La joven ahuecó la mano alrededor de la oreja.
—¿Perdón?
—He dicho que no —repitió Mariam, alzando la voz—. No conocía a tu madre.
—Oh.
—¿Quieres algo?
—Mariam
ya,
quisiera... Sobre lo que dijo él la otra noche...
—Sí, tenía intención de hablar contigo sobre eso —la interrumpió Mariam.
—Claro, por favor —dijo la muchacha con seriedad, casi con vehemencia, y avanzó un paso. Parecía aliviada.
Fuera trinaba una oropéndola. Alguien tiraba de una carreta. Mariam oyó el crujido de sus goznes, el traqueteo de sus ruedas de hierro. No muy lejos sonó un disparo, uno solo, seguido de tres más; luego nada.
—No pienso ser tu criada —declaró Mariam—. Ni hablar.
—No —convino la muchacha, dando un respingo—. ¡Por supuesto que no!
—Puede que seas la
malika
del palacio y yo una
dehati,
pero no aceptaré órdenes de ti.
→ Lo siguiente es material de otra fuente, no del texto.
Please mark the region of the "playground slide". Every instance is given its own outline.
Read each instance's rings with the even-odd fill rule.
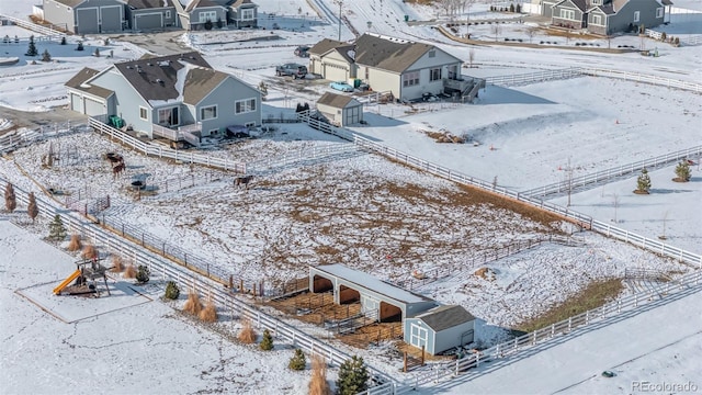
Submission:
[[[58,286],[54,289],[54,294],[58,295],[63,289],[65,289],[68,284],[70,284],[71,281],[76,280],[76,278],[79,275],[80,275],[80,270],[76,270],[75,272],[72,272],[71,275],[69,275],[66,280],[64,280],[63,283],[58,284]]]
Puedes quejarte a él y que venga a degollarme, pero no pienso aceptar tus órdenes. ¿Me oyes? No voy a ser tu criada.
—¡No! Yo no esperaba...
—Y si crees que puedes usar tu atractivo para librarte de mí, estás muy equivocada. Yo llegué aquí primero. No permitiré que me eches. No voy a terminar en la calle por tu culpa.
—Yo no quiero eso —replicó la muchacha con un hilo de voz.
—Y ahora ya se ve que tus heridas se han curado, así que puedes empezar a encargarte de tu parte del trabajo en la casa...
Ella asintió rápidamente. Se le derramó un poco de té, pero no se dio cuenta.
—Sí, ésa es la otra razón por la que he bajado, para darte las gracias por cuidar de mí...
—Bueno, pues no lo habría hecho —le espetó Mariam—. No te habría alimentado, lavado y atendido de haber sabido que ibas a volverte contra mí y a robarme el marido.
—Robar...
—Seguiré cocinando y lavando los platos. Tú harás la colada y barrerás. Para el resto nos turnaremos cada día. Y una cosa más. No necesito tu compañía. No la quiero. Lo único que deseo es estar sola. Tú me dejas tranquila y yo te devuelvo el favor. Así serán las cosas. Ésas son las reglas.
Cuando terminó de hablar, el corazón le latía con fuerza y notaba la boca seca. Mariam jamás había hablado de esa manera, jamás había expresado su voluntad con tanta fuerza. Debería haberse sentido eufórica, pero los ojos de la joven se habían llenado de lágrimas y tenía una expresión compungida, y la escasa satisfacción que Mariam halló en su arrebato se convirtió en un sentimiento ilícito.